Com Caranguejo parte 1, o Supercombo reafirma sua maturidade artística e consolida um projeto ambicioso que transcende a mera sucessão de singles. O disco, primeiro de uma obra em duas partes, é uma demonstração de ousadia criativa: mantém a coluna vertebral rock da banda, mas se permite navegar por ritmos brasileiros, experimentações eletrônicas e texturas híbridas, mostrando uma banda confortável na própria pele e ciente de sua história.

O título, inspirado em uma brincadeira sobre o caráter “estranho” de algumas músicas, revela a consciência autoirônica da banda. Como o crustáceo que se esconde na areia, a Supercombo se protegeu nas profundezas de sua própria essência, revisitanto referências, traçando rumos inesperados e explorando novas paisagens sonoras. Desde a abertura com “A Transmissão”, há uma ligação direta com o início da trajetória do grupo, mantendo riffs robustos e energia visceral, enquanto prepara o ouvinte para os contrastes e surpresas que se seguirão.

O single Piseiro Black Sabbath é emblemático desse espírito de experimentação: o Supercombo se permite brincar com o piseiro, gênero popular nordestino, e mistura-o com um vigor rock clássico, gravando todos os músicos simultaneamente para capturar a espontaneidade do momento. A ironia e o humor continuam em “Hoje Eu Tô Zen”, onde a dissonância entre a letra contemplativa e o refrão quase gritado exemplifica a capacidade da banda de subverter expectativas sem perder coesão.

Em “Alento”, dedicado à filha de Leo Ramos, a Supercombo demonstra seu lado sensível, entregando um pop/rock delicado com refrões que se fixam imediatamente na memória auditiva, equilibrando emoção e sofisticação melódica. A diversidade continua com “Testa”, balada introspectiva sobre luto que contrasta com instrumental indie dançante, e “Nossas Pitangas”, que evoca os anos 80 e 90 com teclados nostálgicos à la Tears For Fears, mostrando a banda capaz de transitar entre tempos e estilos sem perder identidade. A faixa final da primeira parte, “Alfaiate”, utiliza a costura como metáfora da auto-estima, encerrando o ciclo de maneira poética e reflexiva.

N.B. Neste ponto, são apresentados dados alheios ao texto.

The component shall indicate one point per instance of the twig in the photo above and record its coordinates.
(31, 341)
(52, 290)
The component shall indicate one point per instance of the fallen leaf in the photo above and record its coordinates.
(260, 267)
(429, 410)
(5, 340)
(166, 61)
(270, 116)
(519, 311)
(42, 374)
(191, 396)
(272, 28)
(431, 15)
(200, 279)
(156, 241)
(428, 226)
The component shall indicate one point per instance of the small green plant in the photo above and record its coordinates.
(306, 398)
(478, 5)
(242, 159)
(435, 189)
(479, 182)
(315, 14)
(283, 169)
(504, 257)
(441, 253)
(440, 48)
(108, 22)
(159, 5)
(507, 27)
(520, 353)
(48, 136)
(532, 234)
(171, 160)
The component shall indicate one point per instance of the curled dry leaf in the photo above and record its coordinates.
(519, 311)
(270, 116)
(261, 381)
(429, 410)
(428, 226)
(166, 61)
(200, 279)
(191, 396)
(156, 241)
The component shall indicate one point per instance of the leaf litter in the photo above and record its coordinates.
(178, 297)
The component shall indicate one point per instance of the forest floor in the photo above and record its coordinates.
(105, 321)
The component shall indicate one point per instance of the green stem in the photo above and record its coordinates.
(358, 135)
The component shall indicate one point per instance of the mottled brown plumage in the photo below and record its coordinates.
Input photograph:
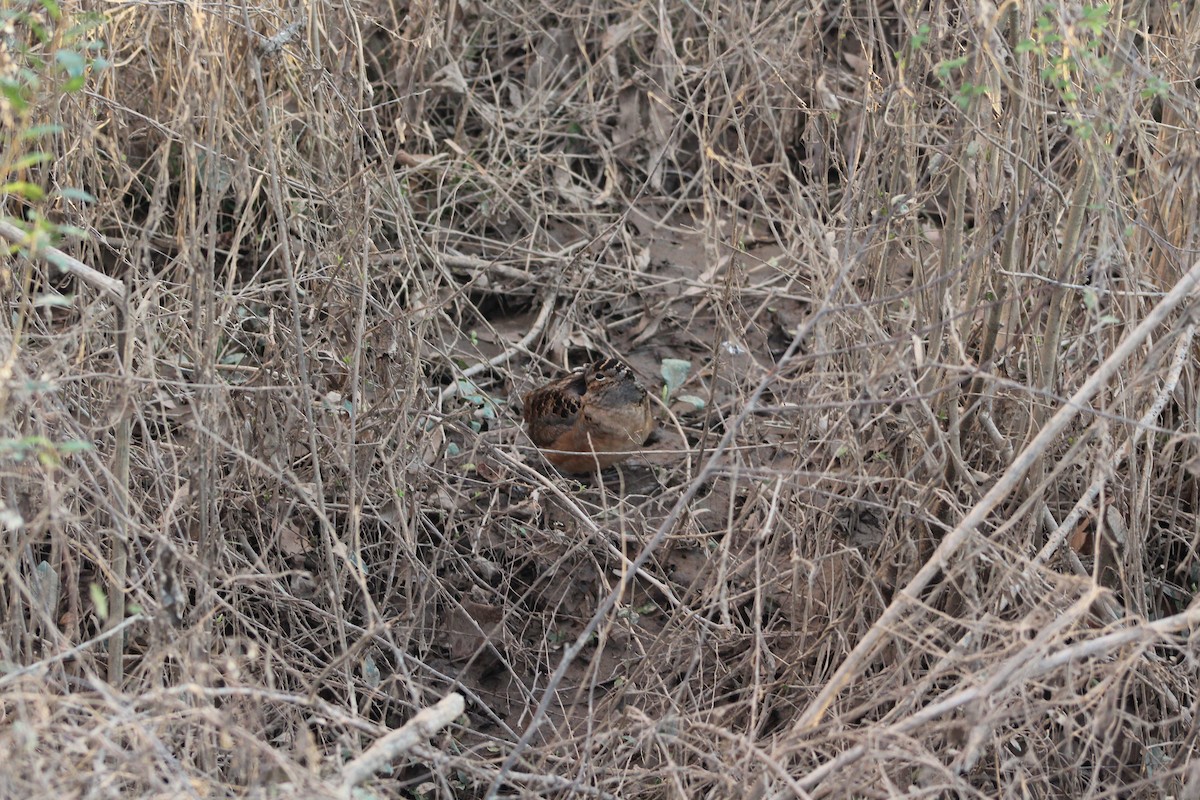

A produção, assinada pelo jovem Victor de Souza, o Jotta, insere camadas eletrônicas sofisticadas, transitando entre pop, hiperpop e música urbana, sem diluir a organicidade característica do Supercombo. O diálogo entre tradição e modernidade é constante, e a precisão da mixagem permite que cada elemento — do riff de guitarra ao sintetizador sutil — respire e se destaque, reforçando a intenção da banda de criar uma obra pensada para a escuta atenta.

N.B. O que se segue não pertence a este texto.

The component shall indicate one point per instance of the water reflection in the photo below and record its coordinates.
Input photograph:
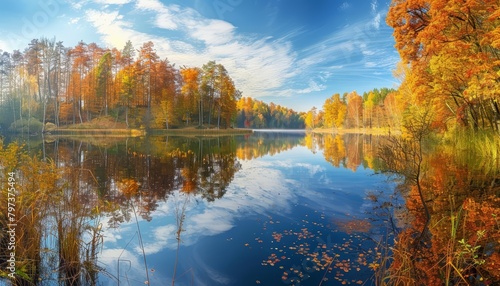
(285, 208)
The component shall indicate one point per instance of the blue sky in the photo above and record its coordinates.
(295, 53)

A escolha de dividir o álbum em duas partes é estratégica e artística: cada faixa da primeira parte conversa com a correspondente da segunda, reforçando a narrativa interna do disco e combatendo a cultura imediatista dos streams e singles soltos. Caranguejo parte 1 é, assim, mais do que um registro musical; é um manifesto criativo, onde humor, introspecção, brasilidade e rock convergem em um diálogo sofisticado, deixando claro que a Supercombo não apenas sobrevive ao tempo, mas se reinventa com consistência e inteligência, enquanto prepara os fãs para o desfecho que virá em 2026.